Tuesday, November 8, 2011

Team Tips - 3 {Who gets to play?}


The next challenge for teams I have chosen is from Ben N.:
New member ?
“How to select members for a great team?”
The smartest way we have seen people get selected for a team is to have all potential team members attend the team building workshop: Simple Rules and Tools for Great Teams. This session is also known as BootCamp by the originators of the event, Jim and Michele McCarthy, and is based on their book Software for Your Head.

By inviting potential team members to participate in this workshop the boss* is setting some initial conditions which help define the basis for the team. (* see Team Tips - 1)
  1. The workshop is NOT mandatory. Accordingly, the people who attend are only those who want to be there; hence, want to be part of the team
  2. By participating in the session attendees are immersed in the Core Protocols – the Simple Rules and Tools. This helps everyone involved get to experience and practice these foundational behaviours for great teamwork, and some will invest energy in this learning and thrive in it, and some may choose not to
  3. During the session, the team members develop a Shared Vision for that team. If someone doesn't wish to share that vision they are free to follow their own dream and so move out of the original team
  4. The team members that find that the Core Protocols as used by the team deliver on the promise of high band-with communication, fast decision making, the development of trust, a focus on results of high quality, etc. become their own self organized team. Any attendees who don't are again free to not participate, possibly forming their own team working in other ways
The boss gets the result: a self organized team, following Simple Rules and Tools that are repeatable in any situation, scaleable for any size of group, reliably working to produce the best results on time every time.

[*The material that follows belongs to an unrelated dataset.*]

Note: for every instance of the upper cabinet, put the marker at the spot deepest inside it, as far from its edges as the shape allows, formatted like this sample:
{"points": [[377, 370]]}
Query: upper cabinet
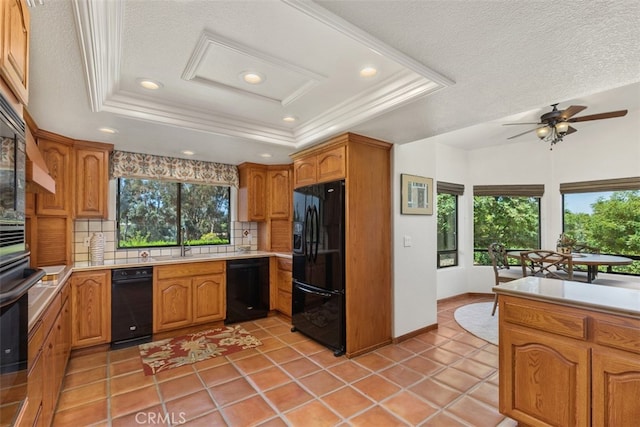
{"points": [[252, 194], [14, 43], [92, 178], [325, 165], [57, 152]]}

Any attendee who chooses not to be part of this, effectively self-selects themselves off the team.

Our experience with this approach is that:
   a) bosses have used the session to “do the hiring”. That is the immersion becomes the hiring process, and the check for personality chemistry, and the probation period, and any other scrutiny one wishes for in a hiring process. (And the cost of a “normal” personnel search, interview and hire, and possible failure after three months of probation more than pays for the session.)
   b) or alternatively, they have seen after the session who should be, or remain, “on the bus” [Good to Great, Harper Collins, Jim Collins] and can identify those who don't wish to work on the team using the Core Protocols. (Again this saves considerable energy and cost dealing with employees who have turned out not to be a good fit.)

Team
The quick answer then is: Have the team select their own members.
If the team already exists, then they are the best people to determine who will fit well on that team, who can aspire to the team's shared vision, will use the team's commitments to responsible behaviour, and follow the team's protocols for information sharing, decision making, self improvement, development of great products or services, etc.

And just as the great teams work with a bias toward action instead of discussion, and incrementally building prototypes, and perfecting them, they can do the same thing in confirming new members. That is, work with them over a probationary period for everyone to confirm that the newly expanded team is functioning as well or better, and similarly the team is a good fit for the new member.

Great teams learn to let ideas go, and similarly can accept that their world isn't perfect for everyone. Sometimes the shiniest, prettiest, smartest new hire just shouldn't be on this team. The Core Protocols provide the tools to deal with that.

Again, the underlying premise in all these answers is that the team is using the Simple Rules – the Core Commitments in the Core Protocols – and the Tools – the Protocols themselves for their day to day operation. This is simply the smartest approach for any team that we have found.